Re: [PATCH v2] btrfs: fix rw device counting in __btrfs_free_extra_devids

From: Desmond Cheong Zhi Xi
Date: Fri Aug 13 2021 - 05:57:45 EST


On 13/8/21 4:51 pm, David Sterba wrote:
On Fri, Aug 13, 2021 at 01:31:25AM +0800, Desmond Cheong Zhi Xi wrote:
On 12/8/21 11:50 pm, David Sterba wrote:
On Thu, Aug 12, 2021 at 11:43:16PM +0800, Desmond Cheong Zhi Xi wrote:
On 12/8/21 6:38 pm, David Sterba wrote:
On Tue, Jul 27, 2021 at 03:13:03PM +0800, Desmond Cheong Zhi Xi wrote:
--- a/fs/btrfs/volumes.c
+++ b/fs/btrfs/volumes.c
@@ -1078,6 +1078,7 @@ static void __btrfs_free_extra_devids(struct btrfs_fs_devices *fs_devices,
if (test_bit(BTRFS_DEV_STATE_WRITEABLE, &device->dev_state)) {
list_del_init(&device->dev_alloc_list);
clear_bit(BTRFS_DEV_STATE_WRITEABLE, &device->dev_state);
+ fs_devices->rw_devices--;
}
list_del_init(&device->dev_list);
fs_devices->num_devices--;

I've hit a crash on master branch with stacktrace very similar to one
this bug was supposed to fix. It's a failed assertion on device close.
This patch was the last one to touch it and it matches some of the
keywords, namely the BTRFS_DEV_STATE_REPLACE_TGT bit that used to be in
the original patch but was not reinstated in your fix.
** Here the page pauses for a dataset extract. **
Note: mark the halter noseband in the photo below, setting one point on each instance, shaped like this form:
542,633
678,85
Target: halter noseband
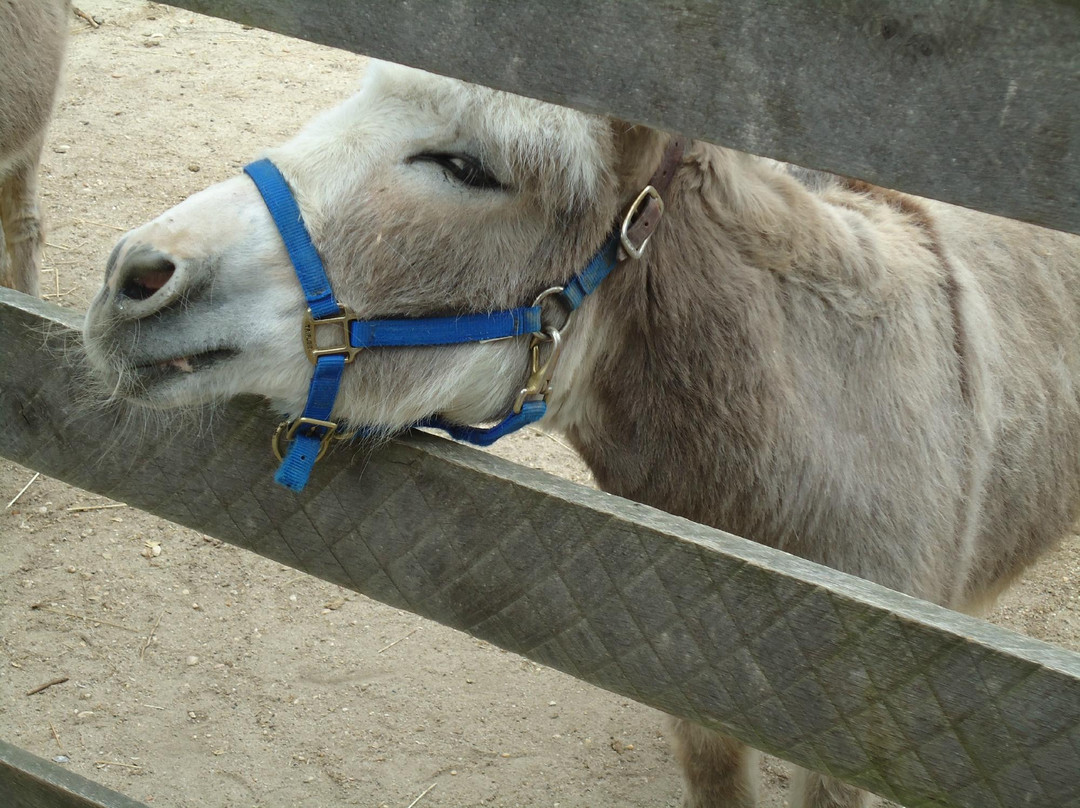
309,436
I'm not sure how reproducible it is, right now I have only one instance
and am hunting another strange problem. They could be related.
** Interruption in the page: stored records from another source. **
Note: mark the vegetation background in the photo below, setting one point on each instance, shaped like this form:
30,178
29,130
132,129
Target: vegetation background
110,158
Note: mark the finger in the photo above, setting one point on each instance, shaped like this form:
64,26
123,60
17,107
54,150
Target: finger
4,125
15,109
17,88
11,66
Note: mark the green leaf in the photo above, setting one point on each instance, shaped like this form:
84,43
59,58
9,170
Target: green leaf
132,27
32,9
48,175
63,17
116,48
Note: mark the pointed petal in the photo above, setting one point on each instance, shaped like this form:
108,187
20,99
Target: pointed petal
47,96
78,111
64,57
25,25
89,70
assertion failed: !test_bit(BTRFS_DEV_STATE_REPLACE_TGT, &device->dev_state), in fs/btrfs/volumes.c:1150

https://susepaste.org/view/raw/18223056 full log with other stacktraces,
possibly relatedg


Looking at the logs, it seems that a dev_replace was started, then
suspended. But it wasn't canceled or resumed before the fs devices were
closed.

I'll investigate further, just throwing some observations out there.

Thanks. I'm testing the patch revert, no crash after first loop, I'll
run a few more to be sure as it's not entirely reliable.

Sending the revert is option of last resort as we're approaching end of
5.14 dev cycle and the crash prevents testing (unlike the fuzzer
warning).


I might be missing something, so any thoughts would be appreciated. But
I don't think the assertion in btrfs_close_one_device is correct.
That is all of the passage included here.